Ted procedió a efectuar las presentaciones de rigor, explicando que el señor Harris era un buen amigo de la señorita Sandow.

—Os sentís interesados por el robo, ¿eh? —inquirió el señor Harris.

Hablaba con un acento inglés que resultaba diferente del de Ted. A Júpiter le pareció ligeramente «cockney».

—Vi a un chico que salía corriendo de la casa, dirigiéndose a la puerta. Cuando llegué allí ya le había perdido de vista. Debieron de auxiliarle algunos amigos. Supongo que ya no veremos más la dichosa estatuilla.

—Tal vez nosotros podamos serles de utilidad, señor —dijo Júpiter serenamente—. Hemos conocido algunos éxitos recuperando objetos perdidos y robados.

—Y aclarado algunos misterios también —añadió Pete.

El señor Harris se echó a reír.

—Vosotros os las dais de detectives, ¿verdad?

—Sí, señor —replicó Júpiter—. Lo somos, en pequeña escala. He aquí nuestra tarjeta.

Júpiter hizo entrega al señor Harris de una de sus tarjetas comerciales, de gran tamaño, en la cual se leía:

El señor Harris se echó a reír.

—Bien. Quizá seáis capaces de recuperar la estatuilla de la que es propietaria la señorita Sandow. Sois detectives, ¡diablos! ¿Y dices que habéis resuelto algunos misterios?
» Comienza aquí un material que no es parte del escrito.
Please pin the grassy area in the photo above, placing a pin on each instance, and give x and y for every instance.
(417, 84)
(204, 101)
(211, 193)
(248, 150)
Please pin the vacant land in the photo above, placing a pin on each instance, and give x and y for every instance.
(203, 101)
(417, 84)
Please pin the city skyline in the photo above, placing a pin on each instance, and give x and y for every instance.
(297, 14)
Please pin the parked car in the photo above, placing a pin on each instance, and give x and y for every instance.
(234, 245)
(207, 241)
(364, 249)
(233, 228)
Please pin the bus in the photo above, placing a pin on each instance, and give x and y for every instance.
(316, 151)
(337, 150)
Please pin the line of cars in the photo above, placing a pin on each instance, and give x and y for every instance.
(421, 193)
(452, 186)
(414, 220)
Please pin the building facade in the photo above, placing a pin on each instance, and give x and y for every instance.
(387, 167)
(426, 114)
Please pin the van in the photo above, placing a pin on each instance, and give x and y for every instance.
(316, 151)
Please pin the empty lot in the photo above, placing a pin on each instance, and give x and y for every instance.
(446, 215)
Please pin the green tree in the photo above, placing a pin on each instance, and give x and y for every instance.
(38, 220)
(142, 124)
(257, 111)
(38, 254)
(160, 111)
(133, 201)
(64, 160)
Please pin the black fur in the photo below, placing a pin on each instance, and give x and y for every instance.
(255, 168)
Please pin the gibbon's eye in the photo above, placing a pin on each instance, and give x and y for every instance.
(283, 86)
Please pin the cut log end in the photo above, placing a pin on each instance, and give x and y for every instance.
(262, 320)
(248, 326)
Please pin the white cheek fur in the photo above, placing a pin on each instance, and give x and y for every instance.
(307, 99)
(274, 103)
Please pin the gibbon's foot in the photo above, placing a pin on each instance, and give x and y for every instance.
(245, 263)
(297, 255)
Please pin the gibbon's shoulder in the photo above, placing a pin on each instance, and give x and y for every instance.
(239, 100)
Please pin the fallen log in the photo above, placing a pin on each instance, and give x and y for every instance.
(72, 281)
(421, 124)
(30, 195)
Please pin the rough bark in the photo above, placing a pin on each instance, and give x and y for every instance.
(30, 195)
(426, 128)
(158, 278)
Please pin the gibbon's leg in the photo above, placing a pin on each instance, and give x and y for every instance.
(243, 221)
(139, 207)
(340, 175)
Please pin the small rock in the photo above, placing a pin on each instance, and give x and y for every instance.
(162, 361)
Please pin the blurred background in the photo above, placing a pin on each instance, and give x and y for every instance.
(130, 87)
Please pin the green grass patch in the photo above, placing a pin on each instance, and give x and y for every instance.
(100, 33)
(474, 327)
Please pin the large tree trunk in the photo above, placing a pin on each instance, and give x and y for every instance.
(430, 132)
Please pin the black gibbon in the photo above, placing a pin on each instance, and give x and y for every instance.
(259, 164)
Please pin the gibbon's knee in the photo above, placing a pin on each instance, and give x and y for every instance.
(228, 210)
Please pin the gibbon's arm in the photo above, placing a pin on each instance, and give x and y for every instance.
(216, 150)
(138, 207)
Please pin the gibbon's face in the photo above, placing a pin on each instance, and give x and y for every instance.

—¡Naturalmente que lo somos! —replicó Pete—. Reynolds, uno de los jefes de la policía, en Rocky Beach, nos nombró colaboradores suyos, incluso ayudantes…

—¿De veras? —insistió el señor Harris, releyendo la tarjeta que había puesto en sus manos Júpiter.

Desde su silla, en el lado opuesto de la habitación, Ted preguntó:

—¿Qué significan los signos de interrogación, amigos? Supongo que vosotros mismos no vais a poner en duda vuestras habilidades…

—Los signos de interrogación son un símbolo de nuestras actividades —subrayó Júpiter, mirando a Ted con el ceño fruncido—. Aluden a los misterios que nosotros intentamos resolver. Es una especie de marca de fábrica.

—¡Estupendo! —exclamó Ted, entusiasmado—. Tía Sarah, permite a estos muchachos que prueben suerte en este asunto y yo trabajaré con ellos.

—Pero… —objetó la señorita Sandow—. Pudiera ser que anduviese por en medio una pandilla de ladrones profesionales. Los chicos correrían algunos peligros, quizá.

—La señorita Sandow tiene razón —dijo el señor Harris—. Cosas como la presente no son para muchachos, no deben serlo, vamos.

—Nosotros somos siempre precavidos, señorita Sandow —explicó Júpiter—. Y cuando nos enfrentamos con algo verdaderamente grave, amenazador, recurrimos a Reynolds, el jefe de la policía. De ser un chico quien robó la estatuilla, nosotros nos hallamos en unas condiciones magníficas para poder colaborar. Todo lo que tendríamos que hacer es intentar localizar la miniatura. Ted insistió:

—Vamos, tía Sarah… Ya lo veo: estos amigos tienen conciencia de su responsabilidad y hasta Reynolds confía en ellos.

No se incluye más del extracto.